I have said on an earlier page that Mr. Darwin was heir to a discredited truth, and left behind him an accredited fallacy. This is true as regards men of science and cultured classes who understood his distinctive feature, or thought they did, and so long as Mr. Darwin lived accepted it with very rare exceptions; but it is not true as regards the unreading, unreflecting public, who seized the salient point of descent with modification only, and troubled themselves little about the distinctive feature. It would almost seem as if Mr. Darwin had reversed the usual practice of philosophers and given his esoteric doctrine to the world, while reserving the exoteric for his most intimate and faithful adherents. This, however, is a detail; the main fact is, that Mr. Darwin brought us all round to evolution. True, it was Mr. Darwin backed by the Times and the other most influential organs of science and culture, but it was one of Mr. Darwin’s great merits to have developed and organised this backing, as part of the work which he knew was essential if so great a revolution was to be effected.

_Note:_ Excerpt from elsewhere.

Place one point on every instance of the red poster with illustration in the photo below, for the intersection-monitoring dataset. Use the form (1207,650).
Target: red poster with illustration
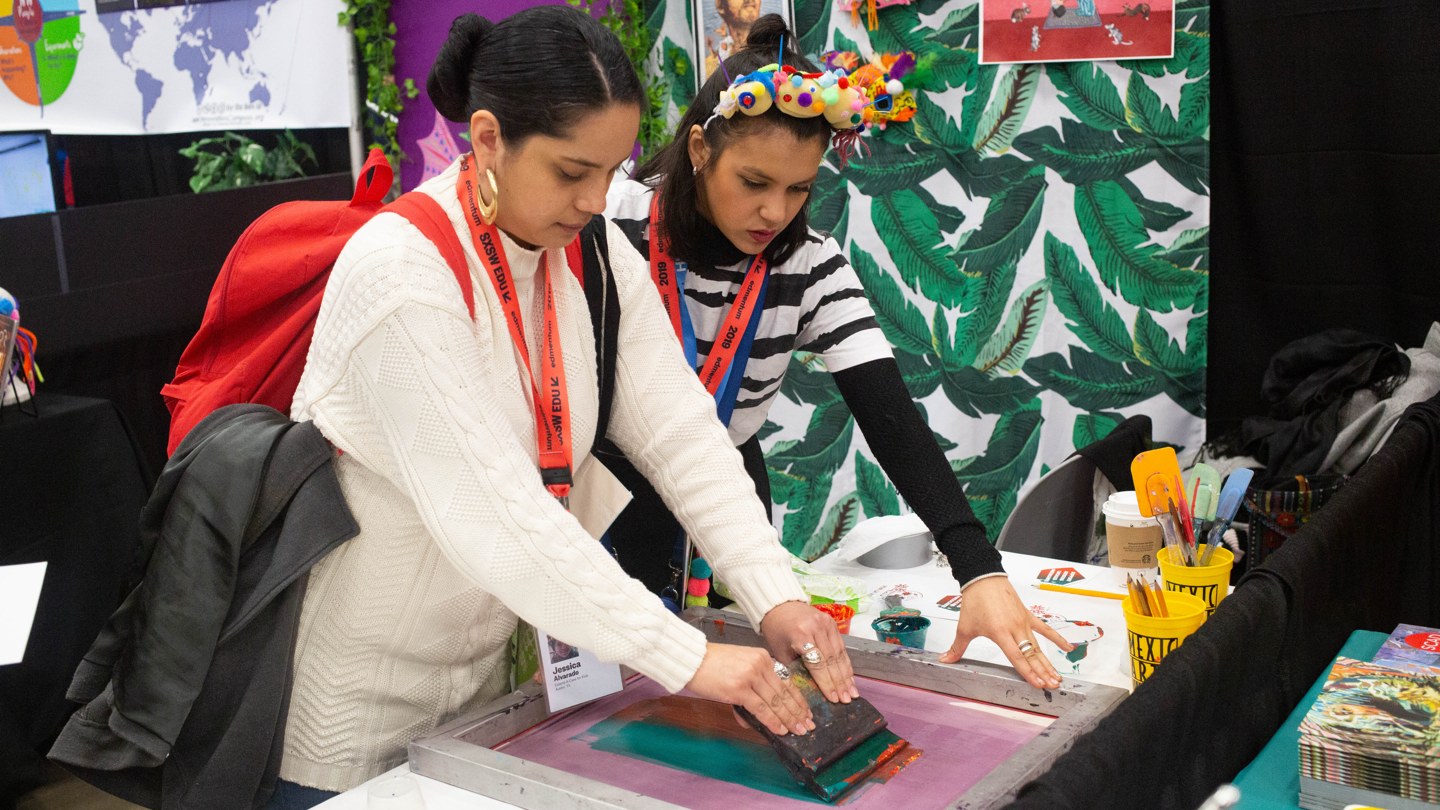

This is an exceedingly difficult and delicate thing to do. If people think they need only write striking and well-considered books, and that then the Times will immediately set to work to call attention to them, I should advise them not to be too hasty in basing action upon this hypothesis. I should advise them to be even less hasty in basing it upon the assumption that to secure a powerful literary backing is a matter within the compass of any one who chooses to undertake it. No one who has not a strong social position should ever advance a new theory, unless a life of hard fighting is part of what he lays himself out for. It was one of Mr. Darwin’s great merits that he had a strong social position, and had the good sense to know how to profit by it. The magnificent feat which he eventually achieved was unhappily tarnished by much that detracts from the splendour that ought to have attended it, but a magnificent feat it must remain.